Espero se me perdone la osadía de
intentar sintetizar en una breve y sencilla fórmula la solución al reto
planteado por el soberanismo catalán. Reto que trae de cabeza no solo a los
grandes partidos, hechos pedazos tanto a nivel ideológico como electoral, sino a toda la ciudadanía, sea española o catalana, envuelta en un laberinto del
que no parece posible escapar sin incurrir en un proceso altamente traumático,
similar al que se espera de dos trenes que incrementan progresivamente su
velocidad en dirección contraria.
La fórmula a la que me refiero
pretende ser imparcial frente a las expectativas de ambos nacionalismos, el
español y el catalán, por lo que su vocación sería servir de criterio, vara de
medir, en la disputa, al menos para un interlocutor razonable afincado en cualquiera
de ambos territorios.
Dice así: tanto autogobierno como sea
compatible con la igualdad de derechos políticos, sociales y económicos de
todos los ciudadanos.
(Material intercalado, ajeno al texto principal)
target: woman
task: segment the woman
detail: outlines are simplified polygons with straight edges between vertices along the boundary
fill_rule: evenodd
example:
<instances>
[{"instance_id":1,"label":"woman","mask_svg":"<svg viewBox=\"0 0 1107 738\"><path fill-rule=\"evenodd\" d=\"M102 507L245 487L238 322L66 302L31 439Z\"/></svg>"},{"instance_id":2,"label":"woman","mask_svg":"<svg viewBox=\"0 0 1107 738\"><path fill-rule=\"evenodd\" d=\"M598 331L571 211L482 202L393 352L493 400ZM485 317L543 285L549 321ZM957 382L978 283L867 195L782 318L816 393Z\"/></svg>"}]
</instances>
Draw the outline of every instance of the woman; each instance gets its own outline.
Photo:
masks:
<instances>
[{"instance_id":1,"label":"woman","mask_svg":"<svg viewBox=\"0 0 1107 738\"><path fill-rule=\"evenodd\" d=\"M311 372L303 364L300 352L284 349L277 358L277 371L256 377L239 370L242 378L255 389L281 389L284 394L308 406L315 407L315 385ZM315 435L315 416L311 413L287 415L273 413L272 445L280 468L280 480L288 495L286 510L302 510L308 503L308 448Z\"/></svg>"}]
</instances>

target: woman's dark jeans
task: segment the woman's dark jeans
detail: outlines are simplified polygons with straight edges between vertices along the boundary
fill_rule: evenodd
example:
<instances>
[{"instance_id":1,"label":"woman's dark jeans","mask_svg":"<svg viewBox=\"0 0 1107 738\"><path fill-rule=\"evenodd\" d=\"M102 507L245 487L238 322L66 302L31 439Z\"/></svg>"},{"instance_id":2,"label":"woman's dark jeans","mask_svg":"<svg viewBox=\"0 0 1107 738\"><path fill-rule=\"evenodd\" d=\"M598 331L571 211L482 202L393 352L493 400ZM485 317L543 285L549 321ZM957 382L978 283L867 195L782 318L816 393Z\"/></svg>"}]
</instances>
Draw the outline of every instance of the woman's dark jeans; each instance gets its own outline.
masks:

Lejos de un esquema vacío, el principio coordina dos
valores positivos, el federalismo y la justicia, generando entre ambos
armonía.
Pongámoslo en ejercicio. Si un
territorio X reivindica mayoritariamente el derecho a establecer libremente sus
instituciones políticas, planteando incluso la secesión respecto a un Estado
previo, nada se le podría reprochar, salvo que el resultado supusiera un aumento significativo de la desigualdad en derechos y deberes de los ciudadanos del Estado naciente
respecto a los del Estado con el que anteriormente formaba una unidad.
Dicho en roman
paladino, si la secesión de Cataluña o cualquier otro territorio tiene como consecuencia que
los desempleados, jubilados, enfermos o trabajadores de Andalucía o Extremadura
vivan peor que los desempleados, jubilados, enfermos o trabajadores de
Cataluña, esta secesión es, al menos parcialmente, ilegítima. Resulta incomprensible que
partidos como PSC, I.U. o Ezquerra Republicana, de tradición obrerista e internacionalista,
se posicionen sin matices a favor de una consulta cuya consecuencia pudiera dar
lugar a que la distribución de los derechos sociales y económicos primaran la
pertenencia nacional a la social, el ser miembro de una comunidad a ser miembro de una clase, la vinculación a un
territorio a la condición de persona.
Ahora bien, supongamos que Cataluña o
cualquier otra nación, región o territorio quiere incrementar aún más sus competencias para
determinar de un modo diferente al resto de territorios cuestiones que
no implican un menoscabo de la igualdad en la cuota de bienestar social de sus
ciudadanos, como la eutanasia, la legalización de las drogas, el sistema
penal, el aborto, la regulación del matrimonio, la gestión de la sanidad y educación o la organización territorial, nada habría que objetar. Por el
contrario, la diversidad incrementaría la riqueza y pluralidad del estado, sea este
autonómico, federal o confederal.
Y por si algún nacionalista catalán
considera sesgado hacia el lado español el principio propuesto, la prueba de su
imparcialidad radica en que en el supuesto de que en un futuro próximo España
quisiera mediante referéndum salirse de la unión europea para zafarse de
contribuir fiscalmente al desarrollo de países desaventajados como Grecia o
Portugal, lo juzgaría igualmente ilegítimo. La insolidaridad entre los pueblos, la desigualdad entre los ciudadanos no pueden jamás formar parte del derecho a decidir.